Your humble scribe, who's never held a pro-racing license, found the Corvette the easiest to drive fast on a largely unfamiliar track, by running all timed laps with StabiliTrak set to the "competition mode." The system meters out as much thrust to each rear wheel as surface conditions will permit, allowing a bit of oversteer to point the car, without ever dousing the fire. That's not to say you can flat-foot the go-pedal and just steer around the course--this front-engine car will push if thrown at a curve clumsily. But given the least amount of finesse, the Corvette generates big numbers with ease: highest top speed (133.6 mph), hardest acceleration (0.71 g), and peak braking and cornering within 10 percent of the GT's and Viper's. Score a decisive victory for team bow-tie.
The GT's mid-engine layout makes it behave much more like a textbook race car. Brake too late for a corner or too hard with the front wheels turned, and the rear end--which wears the smallest tires in this test--will come unstuck. Braking performance on the track was stellar, with the GT decelerating 0.1 to 0.2 g harder than the others. Of course, that may be because a major tail-wag on lap one (the GT employs no safety nannies, either) may have prompted extra driver caution on corner entries. The supercharger can easily overwhelm the rear-wheel traction on corner exits as well, but once hooked up it builds speed quickly, reaching within just 1.4 mph of the Corvette's top speed.

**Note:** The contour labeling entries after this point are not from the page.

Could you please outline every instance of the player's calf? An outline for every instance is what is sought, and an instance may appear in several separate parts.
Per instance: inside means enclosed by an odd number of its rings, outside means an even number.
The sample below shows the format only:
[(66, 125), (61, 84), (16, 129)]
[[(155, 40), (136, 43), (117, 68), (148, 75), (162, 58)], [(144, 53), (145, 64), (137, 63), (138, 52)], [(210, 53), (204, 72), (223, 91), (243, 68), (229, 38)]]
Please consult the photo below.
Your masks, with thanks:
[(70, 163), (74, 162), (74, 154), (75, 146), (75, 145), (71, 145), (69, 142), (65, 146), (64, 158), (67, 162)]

During the first hot lap with our initial test car, a couple of over-torqued half-shaft companion-flange bolts failed, sending the open differential into freewheeling mode. The replacement car that laid down these lap times was an engineering car with 40,000 hard miles on it. It dyno'd 21 horsepower down on the original. Those extra ponies, and perhaps more bravado at the entrance to the corners, might well have put the GT ahead of the Corvette (or possibly wadded it into a little ball).